Saeko unfastened two buttons on her pajamas, slipped a hand through the opening, and carefully explored both breasts — breasts that hadn’t been caressed by a man for a year. Beginning at the nipples and making three progressively larger circles, Saeko once more detected the lump on the underside of her left breast. She hadn’t imagined it. It was unmistakable and right where she’d felt it earlier.
Oh, no .
Saeko didn’t know what breast cancer would feel like, but she focused inwards, straining to detect some sort of unfamiliarity. Her digestive system, respiratory system, circulatory system, urinary system, reproductive system, nervous system … She pictured each set of organs in turn, trying to perceive the birth and spread of a malignant tumor. But of course she didn’t feel anything. She gave up and instead tried to remember when she’d last had a check-up.
Two years ago. Maybe three . Her numbers had all been fine. In fact, the data had shown her to be almost too healthy for a woman in her mid-thirties.
At the thought of breast cancer, and the realization that death might lurk just beyond it, a chill ran up Saeko’s spine. Just moments ago, she had denied to herself that she feared death at all, but that fearlessness evaporated with the eerie sensation of discovering an abnormality in her body.

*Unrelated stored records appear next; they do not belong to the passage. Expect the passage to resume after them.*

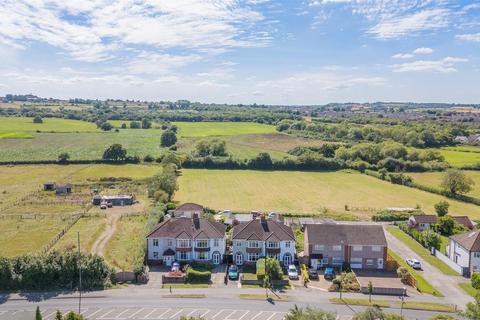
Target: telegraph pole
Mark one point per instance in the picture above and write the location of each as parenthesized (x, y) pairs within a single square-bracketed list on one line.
[(79, 276)]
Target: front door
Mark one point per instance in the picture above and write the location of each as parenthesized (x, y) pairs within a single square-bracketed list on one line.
[(380, 264), (216, 258)]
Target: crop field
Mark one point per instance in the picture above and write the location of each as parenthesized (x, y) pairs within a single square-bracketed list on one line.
[(49, 124), (304, 192), (205, 129), (461, 156), (27, 235), (434, 179)]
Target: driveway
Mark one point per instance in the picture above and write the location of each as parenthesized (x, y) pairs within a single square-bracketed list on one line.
[(448, 285)]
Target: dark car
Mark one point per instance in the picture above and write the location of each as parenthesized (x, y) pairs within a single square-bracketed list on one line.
[(233, 272), (329, 273), (313, 274)]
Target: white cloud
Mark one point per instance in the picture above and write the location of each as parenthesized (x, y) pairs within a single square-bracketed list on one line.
[(473, 37), (423, 50), (445, 65), (403, 56)]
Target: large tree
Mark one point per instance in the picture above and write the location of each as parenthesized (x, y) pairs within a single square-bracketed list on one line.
[(456, 182)]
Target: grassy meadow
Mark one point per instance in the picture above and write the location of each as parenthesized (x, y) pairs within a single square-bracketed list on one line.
[(304, 192), (434, 179)]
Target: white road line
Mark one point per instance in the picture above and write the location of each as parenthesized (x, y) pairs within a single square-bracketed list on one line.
[(257, 315), (120, 314), (104, 316), (136, 312), (161, 316), (91, 315), (148, 315), (176, 314)]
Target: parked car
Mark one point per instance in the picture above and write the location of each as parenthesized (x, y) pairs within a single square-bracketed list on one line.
[(329, 273), (414, 263), (292, 272), (233, 273), (313, 274), (175, 267)]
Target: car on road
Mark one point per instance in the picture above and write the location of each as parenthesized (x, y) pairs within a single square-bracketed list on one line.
[(313, 274), (292, 272), (329, 273), (233, 273), (414, 263)]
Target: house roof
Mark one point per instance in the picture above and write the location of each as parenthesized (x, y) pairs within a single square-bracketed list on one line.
[(470, 240), (189, 207), (262, 230), (188, 227), (350, 234)]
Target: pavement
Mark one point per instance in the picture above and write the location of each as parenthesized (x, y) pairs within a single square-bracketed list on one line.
[(447, 285)]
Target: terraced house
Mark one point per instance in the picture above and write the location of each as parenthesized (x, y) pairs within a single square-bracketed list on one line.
[(187, 239), (259, 238), (330, 244)]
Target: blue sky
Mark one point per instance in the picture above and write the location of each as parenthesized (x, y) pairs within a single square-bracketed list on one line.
[(272, 52)]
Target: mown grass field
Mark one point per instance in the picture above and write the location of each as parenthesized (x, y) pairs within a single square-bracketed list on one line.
[(304, 192), (205, 129), (28, 235), (434, 179), (122, 250), (461, 156), (49, 124)]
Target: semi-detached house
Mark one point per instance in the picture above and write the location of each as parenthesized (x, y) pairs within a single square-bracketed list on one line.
[(263, 238), (187, 239)]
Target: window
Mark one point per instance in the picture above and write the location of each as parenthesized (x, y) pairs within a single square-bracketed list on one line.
[(252, 257), (202, 243), (183, 243), (253, 244), (273, 244)]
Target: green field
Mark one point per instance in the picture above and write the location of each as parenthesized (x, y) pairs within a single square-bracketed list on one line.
[(15, 135), (304, 192), (461, 156), (205, 129), (49, 124), (434, 179)]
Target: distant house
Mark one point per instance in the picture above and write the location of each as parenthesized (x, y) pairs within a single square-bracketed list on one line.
[(187, 239), (188, 210), (260, 238), (423, 222), (362, 246), (464, 250)]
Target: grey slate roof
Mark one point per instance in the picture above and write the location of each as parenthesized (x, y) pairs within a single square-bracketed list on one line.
[(350, 234), (262, 230), (194, 228)]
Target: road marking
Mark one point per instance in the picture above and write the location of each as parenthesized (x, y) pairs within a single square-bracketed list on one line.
[(176, 314), (136, 312)]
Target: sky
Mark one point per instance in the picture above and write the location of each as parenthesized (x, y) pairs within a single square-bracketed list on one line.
[(243, 51)]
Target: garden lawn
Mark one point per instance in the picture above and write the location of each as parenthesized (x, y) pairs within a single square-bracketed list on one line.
[(205, 129), (421, 251), (18, 237), (434, 179), (49, 124), (303, 192), (422, 284), (124, 250), (90, 228)]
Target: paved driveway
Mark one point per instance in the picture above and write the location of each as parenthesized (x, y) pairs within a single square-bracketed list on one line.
[(448, 285)]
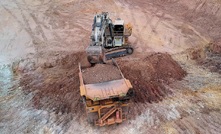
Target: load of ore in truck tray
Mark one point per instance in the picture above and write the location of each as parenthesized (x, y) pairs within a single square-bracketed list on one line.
[(101, 73)]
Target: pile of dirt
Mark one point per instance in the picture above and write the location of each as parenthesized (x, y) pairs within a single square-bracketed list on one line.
[(216, 46), (56, 89), (149, 75), (101, 73)]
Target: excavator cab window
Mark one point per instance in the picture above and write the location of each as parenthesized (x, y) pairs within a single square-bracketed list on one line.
[(118, 29)]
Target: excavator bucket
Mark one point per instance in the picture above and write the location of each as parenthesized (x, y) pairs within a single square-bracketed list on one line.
[(95, 54)]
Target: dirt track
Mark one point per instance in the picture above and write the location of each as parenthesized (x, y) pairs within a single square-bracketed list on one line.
[(175, 69)]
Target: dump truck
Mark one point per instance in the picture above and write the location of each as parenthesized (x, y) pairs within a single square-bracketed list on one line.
[(106, 93)]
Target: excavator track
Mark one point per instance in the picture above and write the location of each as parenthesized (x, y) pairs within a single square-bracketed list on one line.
[(118, 52)]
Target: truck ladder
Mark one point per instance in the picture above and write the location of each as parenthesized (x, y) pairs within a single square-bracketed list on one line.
[(104, 117)]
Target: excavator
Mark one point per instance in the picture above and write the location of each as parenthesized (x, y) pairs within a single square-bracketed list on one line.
[(108, 40), (106, 102)]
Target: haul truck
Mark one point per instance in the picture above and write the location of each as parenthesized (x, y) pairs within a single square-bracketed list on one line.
[(106, 102)]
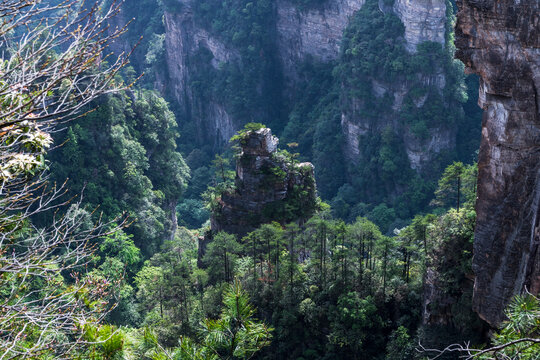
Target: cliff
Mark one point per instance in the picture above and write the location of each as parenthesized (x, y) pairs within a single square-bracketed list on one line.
[(313, 32), (500, 41), (424, 20), (184, 38), (269, 186)]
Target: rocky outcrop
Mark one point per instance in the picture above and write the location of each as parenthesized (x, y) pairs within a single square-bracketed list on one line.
[(269, 186), (315, 32), (500, 41), (183, 39), (424, 20)]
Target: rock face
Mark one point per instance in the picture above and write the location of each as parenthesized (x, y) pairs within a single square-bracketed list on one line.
[(420, 152), (315, 32), (269, 187), (183, 38), (500, 41), (424, 20)]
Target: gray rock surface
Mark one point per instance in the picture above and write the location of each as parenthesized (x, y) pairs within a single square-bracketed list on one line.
[(500, 41), (424, 20), (267, 188), (182, 40)]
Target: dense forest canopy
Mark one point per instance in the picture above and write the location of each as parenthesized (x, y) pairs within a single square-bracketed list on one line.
[(113, 188)]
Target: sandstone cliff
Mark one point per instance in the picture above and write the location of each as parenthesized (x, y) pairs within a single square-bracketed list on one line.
[(500, 41), (314, 32), (424, 20), (183, 39), (269, 186)]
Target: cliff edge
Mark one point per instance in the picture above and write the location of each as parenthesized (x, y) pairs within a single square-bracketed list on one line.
[(500, 41)]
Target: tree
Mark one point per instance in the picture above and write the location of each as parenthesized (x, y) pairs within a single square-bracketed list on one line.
[(457, 185), (53, 63), (235, 335)]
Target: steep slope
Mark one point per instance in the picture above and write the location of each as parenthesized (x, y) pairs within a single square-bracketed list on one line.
[(269, 186), (500, 41), (315, 32)]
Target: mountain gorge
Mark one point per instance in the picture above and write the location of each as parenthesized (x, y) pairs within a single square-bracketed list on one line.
[(374, 84)]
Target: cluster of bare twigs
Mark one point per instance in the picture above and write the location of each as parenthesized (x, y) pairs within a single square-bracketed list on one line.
[(53, 62), (518, 338)]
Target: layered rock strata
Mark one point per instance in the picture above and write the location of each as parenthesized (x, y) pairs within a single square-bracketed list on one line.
[(183, 38), (424, 20), (315, 32), (269, 186), (500, 41)]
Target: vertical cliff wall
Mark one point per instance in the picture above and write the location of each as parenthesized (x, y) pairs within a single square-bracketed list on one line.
[(500, 41), (183, 40), (269, 186)]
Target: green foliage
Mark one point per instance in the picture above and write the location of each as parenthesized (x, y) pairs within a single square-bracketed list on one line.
[(523, 323), (124, 157)]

She had never had much libido, but as she stroked her breasts, she imagined her hands as belonging to some faceless man. In an instant, the possibility of death and sex seemed to converge in a single spot in her breasts.
It’s probably mastitis , she told herself. Banishing the fear of breast cancer with a convenient alternative, Saeko rose from her bed. Lying around gave her mind too much freedom to wander. Better to get up quickly and get to work. She had to keep moving if she wanted to forget her torments. Some people worked to make money. Saeko worked to live.
Currently, she was assisting with a television program. She’d debated whether or not to get involved, but before she knew it she’d been drafted into the project as a de facto team member.
Still seated on her bed, Saeko reached for the remote control and turned the TV on. As the sound came on, the words “breast cancer” evaporated from her mind, though her left hand continued unconsciously stroking her breast.
The incident had been featured on a tabloid-style TV special that February. Just like today, she’d been lying around in bed and had switched the TV on with the remote. The screen had lit up with the image of a stately farmhouse set against the vivid greenery of a hillside. Then too, the time had been just after 9:00 a.m.
Saeko remembered the program with astonishing clarity. The house was of a traditional Japanese architectural style, the kind you saw sometimes in mountain villages. The female reporter walked slowly up the gentle incline of the paved road in front of the house as she described the incident to the viewers.